Beef meatballs with zesty cranberry cocktail sauce
- 1 pound 80/20 ground beef
- 1/3 medium onion, finely diced
- 1 large egg, lightly beaten
- 1/4 cup whole milk
- 1/2 teaspoon salt
- 1/2 teaspoon ground black pepper
- 1/2 cup dry bread crumbs
- 1-1/2 teaspoons Worcestershire sauce
- 2 scallions, green part only sliced (for garnish)
- 1 can (12 ounces) jellied cranberry sauce
- 1 jar (12 ounces) chili sauce
- 1 jar (10.5 ounces) red pepper jelly
- 2 tablespoons brown sugar
- 1 teaspoons lemon juice
- Preheat oven to 325F.
- Line baking tray with parchment paper.
- Arrange wire rack on top of baking tray.

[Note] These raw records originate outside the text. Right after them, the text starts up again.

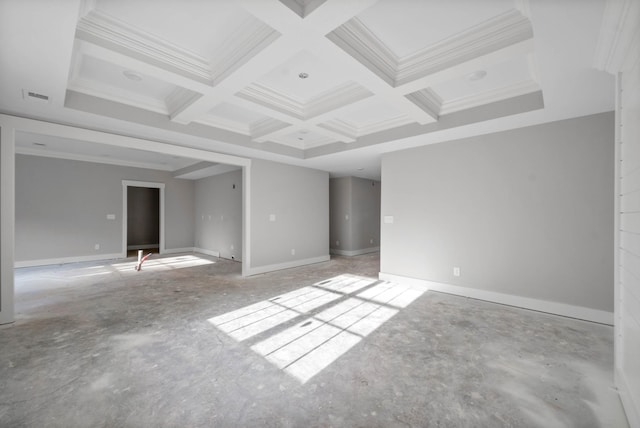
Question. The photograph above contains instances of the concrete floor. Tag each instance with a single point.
(101, 345)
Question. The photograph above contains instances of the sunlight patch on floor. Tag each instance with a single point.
(164, 263)
(306, 348)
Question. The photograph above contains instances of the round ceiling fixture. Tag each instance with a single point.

- Spray wire rack with cooking spray.
- In large bowl, mix ground beef, onion, egg, milk, salt, pepper, bread crumbs and Worcestershire sauce with your hands until well combined.
- Roll into firm, tablespoon-sized balls.
- Place meatballs on wire rack-lined baking sheet.
- Bake until meatballs are cooked through, about 20 minutes.
- In medium bowl, mix cranberry sauce, chili sauce, red pepper jelly, brown sugar and lemon juice. Blend well.
- Once meatballs are cooked, place in slow-cooker on low setting.
- Add sauce and blend well.
- Cook until heated (about 30–45 minutes).
- Garnish with sliced scallions.
Note: Meatballs can sit in slow-cooker on warm setting for several hours.